Target: capitulating to Trump’s anti-DEI policies
For years, mega-retailer Target was subject to right-wing attacks over policies that promoted Diversity, Equity, and Inclusion (DEI) efforts, including the creation of minority hiring goals, and pledging $2 billion in support of Black-owned businesses in the US by the end of this year.
Two days after returning to the White House, President Trump signed an executive order banning DEI policies within the federal government. Following Trump’s order in January, Target, along with Meta, McDonalds, and other corporations, ended their DEI policies. The Trump administration has also threatened to go after corporations that continue enacting DEI policies.
Target was also the focus of a 2023 boycott, pushed by right-wing influencers over its decision to sell LGBTQ items during Pride Month, something the company had been doing for years. The activists pushed Target to remove items related to Pride from their shelves, and stores in five states faced bomb threats.
Target relented and removed certain Pride-related items from all stores. And some Target locations opted to move Pride merchandise to the back of their stores.
Brown argued in her statement that it was cowardly for companies like Target to make commitments to improve minority hiring practices and support Black-owned businesses only to give up on those initiatives when it becomes politically inconvenient.
“We ain’t buying that DEI and racial justice commitments can be tossed aside at the whims of political convenience. And we ain’t buying that corporations are powerless in all of this,” she said.

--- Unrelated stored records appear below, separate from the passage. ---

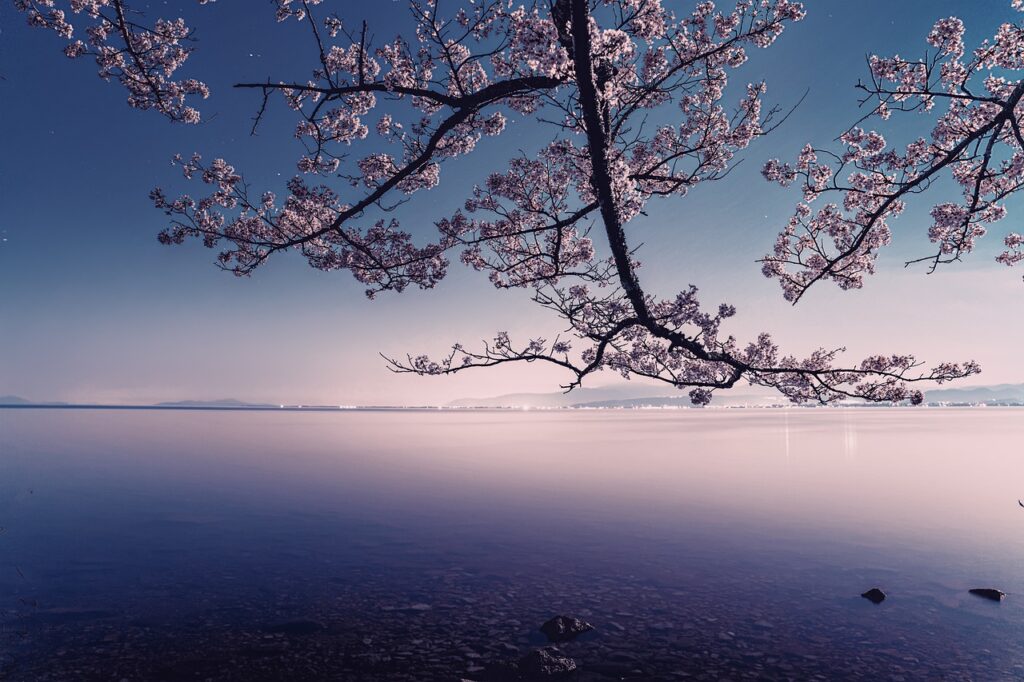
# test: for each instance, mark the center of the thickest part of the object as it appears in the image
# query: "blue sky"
(93, 308)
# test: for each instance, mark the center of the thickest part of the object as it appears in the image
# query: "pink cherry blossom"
(377, 123)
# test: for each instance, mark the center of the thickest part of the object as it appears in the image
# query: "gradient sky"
(92, 308)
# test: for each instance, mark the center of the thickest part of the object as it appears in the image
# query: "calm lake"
(403, 545)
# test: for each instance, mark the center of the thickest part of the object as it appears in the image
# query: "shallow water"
(431, 545)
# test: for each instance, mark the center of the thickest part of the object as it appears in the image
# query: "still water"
(431, 545)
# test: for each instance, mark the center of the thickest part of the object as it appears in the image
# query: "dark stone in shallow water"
(988, 593)
(548, 662)
(875, 595)
(564, 629)
(296, 628)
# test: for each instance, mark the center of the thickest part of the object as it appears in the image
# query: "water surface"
(430, 545)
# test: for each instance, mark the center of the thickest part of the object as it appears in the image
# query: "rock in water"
(564, 629)
(547, 662)
(989, 593)
(875, 595)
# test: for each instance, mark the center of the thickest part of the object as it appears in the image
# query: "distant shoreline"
(334, 409)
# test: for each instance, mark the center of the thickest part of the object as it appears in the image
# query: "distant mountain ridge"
(997, 392)
(223, 402)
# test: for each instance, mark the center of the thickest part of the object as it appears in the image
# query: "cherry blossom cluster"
(141, 57)
(383, 257)
(976, 138)
(378, 122)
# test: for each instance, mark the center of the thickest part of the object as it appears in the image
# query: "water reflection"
(684, 529)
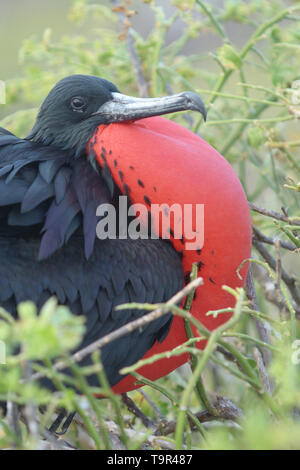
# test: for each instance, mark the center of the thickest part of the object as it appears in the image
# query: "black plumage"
(50, 189)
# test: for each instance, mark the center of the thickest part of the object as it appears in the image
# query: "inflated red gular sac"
(156, 161)
(90, 145)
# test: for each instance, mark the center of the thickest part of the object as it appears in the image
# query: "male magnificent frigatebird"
(80, 154)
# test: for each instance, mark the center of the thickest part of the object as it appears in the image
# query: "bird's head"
(79, 103)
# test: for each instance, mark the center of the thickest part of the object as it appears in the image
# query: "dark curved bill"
(127, 108)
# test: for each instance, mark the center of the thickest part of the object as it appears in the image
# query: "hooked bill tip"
(195, 103)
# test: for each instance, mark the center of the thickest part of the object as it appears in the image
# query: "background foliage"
(252, 90)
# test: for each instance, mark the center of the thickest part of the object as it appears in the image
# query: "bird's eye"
(77, 103)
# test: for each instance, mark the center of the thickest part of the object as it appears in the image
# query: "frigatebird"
(89, 145)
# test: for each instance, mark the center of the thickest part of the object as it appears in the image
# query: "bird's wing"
(119, 271)
(46, 189)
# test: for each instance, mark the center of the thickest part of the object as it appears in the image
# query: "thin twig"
(270, 241)
(126, 329)
(273, 214)
(261, 328)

For those participating in and pushing for the boycott, the message is simple: companies like Amazon, Home Depot, and Target could push back against the administration’s most harmful policies.
Locally, Erberly is focused on Indivisible Charlotte’s smaller-scale boycott: “Local Need over Corporate Greed.” The effort is calling on the community to support local businesses.
“Every dollar that is spent is power. We can choose to put that power into our communities, and not into corporations,” Erberly said.